Rack v1’s API provides a new simd::
namespace with (currently just) a float_4
type, operator overloads so you can write d = a * b + c
etc, and lots of functions which accept float_4
arguments.
But aren’t optimizers good enough to vectorize code already?
Well, yes. Suppose we want to add two vectors of 4 floats and store the result in the first vector.
void add4(float *x, const float *y);
The compiler does a great job! https://godbolt.org/z/uQdioo. I couldn’t write better assembly myself. (Note that I had to tell the compiler that x
and y
don’t overlap with restrict
, but the compiler should figure this out if it inlines add4
and there is enough context to prove that a
and b
don’t overlap, e.g. if they are two distinct local arrays.)
We could write some manual SSE commands. https://godbolt.org/z/STeTrI We see that the result is exactly the same assembly. For the record, here’s the version using Rack’s SIMD framework, which is prettier, especially when writing more complex algorithms.
void add4(float *x, float *y) {
float_4 xv = float_4::load(x);
float_4 yv = float_4::load(y);
xv += yv;
xv.store(x);
}
So why should you use simd::
at all if scalar code results in the same performance? There are two reasons.
Storing data in float_4
forces you to align elements to 16-byte (128-bit) boundaries.
If you write a convolution algorithm using float
, the compiler can only fully optimize your code if the difference of pointer values is divisible by 16. See how much scalar code is generated in https://godbolt.org/z/-ou3vG (also ignore my buffer overruns, I’m in a hurry).
If you use float_4
, you are forced to align to all array elements to 16-bytes, so I would expect a convolution to be almost 4 times faster than an unaligned convolution.
Using float_4
forces you to write vectorizable logic.
If you write
if (x == 0.f) {
x = 1.f;
}
in your code, the compiler must branch to handle this case. If instead you use Rack’s SIMD framework to write
x = simd::ifelse(x == 0.f, 1.f, x);
there is no branching and no overhead for converting to/from scalar/vector values.
But maybe the compiler is still better at optimizing scalar code than I am at writing manual SIMD code.
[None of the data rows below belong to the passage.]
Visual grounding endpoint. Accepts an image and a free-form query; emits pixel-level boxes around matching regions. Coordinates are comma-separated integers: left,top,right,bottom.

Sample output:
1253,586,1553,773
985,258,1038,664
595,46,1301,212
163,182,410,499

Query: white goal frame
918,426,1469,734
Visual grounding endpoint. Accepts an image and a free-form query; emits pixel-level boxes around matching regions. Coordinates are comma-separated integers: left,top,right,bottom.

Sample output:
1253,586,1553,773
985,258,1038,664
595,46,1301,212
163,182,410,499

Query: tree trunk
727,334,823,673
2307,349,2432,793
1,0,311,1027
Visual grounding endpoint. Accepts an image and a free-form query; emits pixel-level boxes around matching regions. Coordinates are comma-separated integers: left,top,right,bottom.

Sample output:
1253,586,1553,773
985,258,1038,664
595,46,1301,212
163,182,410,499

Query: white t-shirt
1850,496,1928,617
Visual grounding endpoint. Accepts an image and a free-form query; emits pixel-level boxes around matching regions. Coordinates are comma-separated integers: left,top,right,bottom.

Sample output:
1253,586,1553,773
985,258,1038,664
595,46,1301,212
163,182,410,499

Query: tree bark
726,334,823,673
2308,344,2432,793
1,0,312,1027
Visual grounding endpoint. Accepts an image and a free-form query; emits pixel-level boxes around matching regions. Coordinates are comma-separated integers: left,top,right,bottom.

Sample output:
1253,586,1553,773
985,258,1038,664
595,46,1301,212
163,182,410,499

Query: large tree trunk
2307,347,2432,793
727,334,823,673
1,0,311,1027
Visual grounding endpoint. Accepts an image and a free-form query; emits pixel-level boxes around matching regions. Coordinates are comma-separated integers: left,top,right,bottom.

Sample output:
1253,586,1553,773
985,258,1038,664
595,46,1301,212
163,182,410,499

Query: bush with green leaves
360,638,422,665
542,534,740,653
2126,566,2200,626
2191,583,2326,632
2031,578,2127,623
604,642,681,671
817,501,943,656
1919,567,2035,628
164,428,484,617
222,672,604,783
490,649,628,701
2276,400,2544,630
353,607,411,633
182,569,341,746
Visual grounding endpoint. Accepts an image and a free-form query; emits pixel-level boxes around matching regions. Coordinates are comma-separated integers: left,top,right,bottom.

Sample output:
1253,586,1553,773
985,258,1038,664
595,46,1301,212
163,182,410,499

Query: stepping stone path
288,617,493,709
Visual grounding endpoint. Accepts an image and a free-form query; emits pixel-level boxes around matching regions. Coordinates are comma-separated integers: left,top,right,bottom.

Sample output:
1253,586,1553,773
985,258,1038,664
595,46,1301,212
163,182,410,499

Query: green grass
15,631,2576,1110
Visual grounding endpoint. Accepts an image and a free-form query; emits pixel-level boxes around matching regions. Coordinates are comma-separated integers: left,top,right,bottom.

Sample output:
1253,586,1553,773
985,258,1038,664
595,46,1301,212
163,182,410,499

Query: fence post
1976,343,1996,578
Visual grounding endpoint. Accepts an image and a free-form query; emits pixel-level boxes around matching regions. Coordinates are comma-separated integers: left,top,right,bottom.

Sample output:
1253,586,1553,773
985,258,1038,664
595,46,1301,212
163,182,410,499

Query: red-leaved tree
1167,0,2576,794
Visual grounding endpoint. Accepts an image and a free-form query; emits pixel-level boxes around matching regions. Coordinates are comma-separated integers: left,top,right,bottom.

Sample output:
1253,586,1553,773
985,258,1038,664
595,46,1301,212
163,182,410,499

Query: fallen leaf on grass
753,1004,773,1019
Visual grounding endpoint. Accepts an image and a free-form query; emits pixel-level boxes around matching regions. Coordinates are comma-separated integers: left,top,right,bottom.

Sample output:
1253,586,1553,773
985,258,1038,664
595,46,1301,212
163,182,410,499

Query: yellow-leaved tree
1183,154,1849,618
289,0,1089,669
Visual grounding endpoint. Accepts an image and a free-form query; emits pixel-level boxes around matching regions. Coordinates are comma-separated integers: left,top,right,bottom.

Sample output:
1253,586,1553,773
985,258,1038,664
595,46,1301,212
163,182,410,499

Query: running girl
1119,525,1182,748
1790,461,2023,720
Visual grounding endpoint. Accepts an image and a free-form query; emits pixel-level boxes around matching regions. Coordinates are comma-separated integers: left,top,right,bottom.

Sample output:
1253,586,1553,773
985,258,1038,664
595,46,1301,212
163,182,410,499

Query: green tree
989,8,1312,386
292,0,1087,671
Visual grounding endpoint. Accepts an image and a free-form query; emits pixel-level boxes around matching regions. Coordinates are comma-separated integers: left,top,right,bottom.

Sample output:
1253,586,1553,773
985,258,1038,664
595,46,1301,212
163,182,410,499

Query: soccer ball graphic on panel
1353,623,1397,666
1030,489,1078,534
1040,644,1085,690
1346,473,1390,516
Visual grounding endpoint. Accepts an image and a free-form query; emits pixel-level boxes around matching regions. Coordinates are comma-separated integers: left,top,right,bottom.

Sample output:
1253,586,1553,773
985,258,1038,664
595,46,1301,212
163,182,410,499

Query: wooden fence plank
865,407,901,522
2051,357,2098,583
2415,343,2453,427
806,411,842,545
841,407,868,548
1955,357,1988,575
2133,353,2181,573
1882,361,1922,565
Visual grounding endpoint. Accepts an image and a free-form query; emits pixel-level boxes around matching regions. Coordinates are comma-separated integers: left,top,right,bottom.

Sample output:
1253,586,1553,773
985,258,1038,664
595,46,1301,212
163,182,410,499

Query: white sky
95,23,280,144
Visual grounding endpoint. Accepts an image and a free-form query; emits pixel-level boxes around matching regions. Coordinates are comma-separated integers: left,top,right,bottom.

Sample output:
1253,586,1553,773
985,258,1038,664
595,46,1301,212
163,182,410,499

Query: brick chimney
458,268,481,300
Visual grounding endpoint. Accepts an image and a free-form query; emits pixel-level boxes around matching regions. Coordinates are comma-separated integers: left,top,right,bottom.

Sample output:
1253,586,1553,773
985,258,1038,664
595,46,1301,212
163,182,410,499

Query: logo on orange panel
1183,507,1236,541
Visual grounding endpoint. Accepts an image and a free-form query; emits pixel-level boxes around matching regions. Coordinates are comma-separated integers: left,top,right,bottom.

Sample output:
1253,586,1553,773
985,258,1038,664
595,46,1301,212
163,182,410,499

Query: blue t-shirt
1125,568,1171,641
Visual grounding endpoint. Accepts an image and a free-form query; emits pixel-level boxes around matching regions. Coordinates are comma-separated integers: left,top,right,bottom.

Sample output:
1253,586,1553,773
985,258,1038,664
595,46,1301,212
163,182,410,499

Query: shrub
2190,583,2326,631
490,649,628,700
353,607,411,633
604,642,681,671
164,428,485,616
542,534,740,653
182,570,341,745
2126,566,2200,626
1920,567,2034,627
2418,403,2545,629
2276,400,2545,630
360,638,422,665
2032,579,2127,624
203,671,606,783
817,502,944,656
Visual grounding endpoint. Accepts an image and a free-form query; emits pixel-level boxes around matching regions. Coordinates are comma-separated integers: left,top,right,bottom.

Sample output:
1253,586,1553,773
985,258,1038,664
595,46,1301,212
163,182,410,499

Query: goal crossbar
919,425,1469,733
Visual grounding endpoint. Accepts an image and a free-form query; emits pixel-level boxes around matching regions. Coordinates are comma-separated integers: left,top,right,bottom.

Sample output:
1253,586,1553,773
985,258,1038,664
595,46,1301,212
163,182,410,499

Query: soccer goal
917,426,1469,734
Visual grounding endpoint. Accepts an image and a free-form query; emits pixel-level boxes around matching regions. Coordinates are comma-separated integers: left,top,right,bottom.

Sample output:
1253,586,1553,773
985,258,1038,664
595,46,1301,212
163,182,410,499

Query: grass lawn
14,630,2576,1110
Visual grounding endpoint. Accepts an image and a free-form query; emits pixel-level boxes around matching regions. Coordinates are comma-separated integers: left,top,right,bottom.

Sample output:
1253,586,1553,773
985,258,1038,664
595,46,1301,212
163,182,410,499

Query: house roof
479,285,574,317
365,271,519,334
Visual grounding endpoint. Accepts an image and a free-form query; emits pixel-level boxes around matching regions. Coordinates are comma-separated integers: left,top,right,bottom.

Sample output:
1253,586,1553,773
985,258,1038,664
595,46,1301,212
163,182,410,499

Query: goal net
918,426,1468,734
The compiler actually optimizes your SIMD code as well! See https://godbolt.org/z/G3QLc7. The compiler successfully rewrote pow30
to its most optimal form. When you optimize code written with Rack’s float_4
type, you get the full benefit of the optimizer that you have with scalar code, in addition to your code being aligned and having no branches.
Summary
By using Rack’s SIMD float_4
vector type (or __m128
) in C++, you’re not writing “manual SIMD code”. You’re using this datatype to tell the compiler to align data properly, and to avoid branching but instead use branch-less bit-wise logic.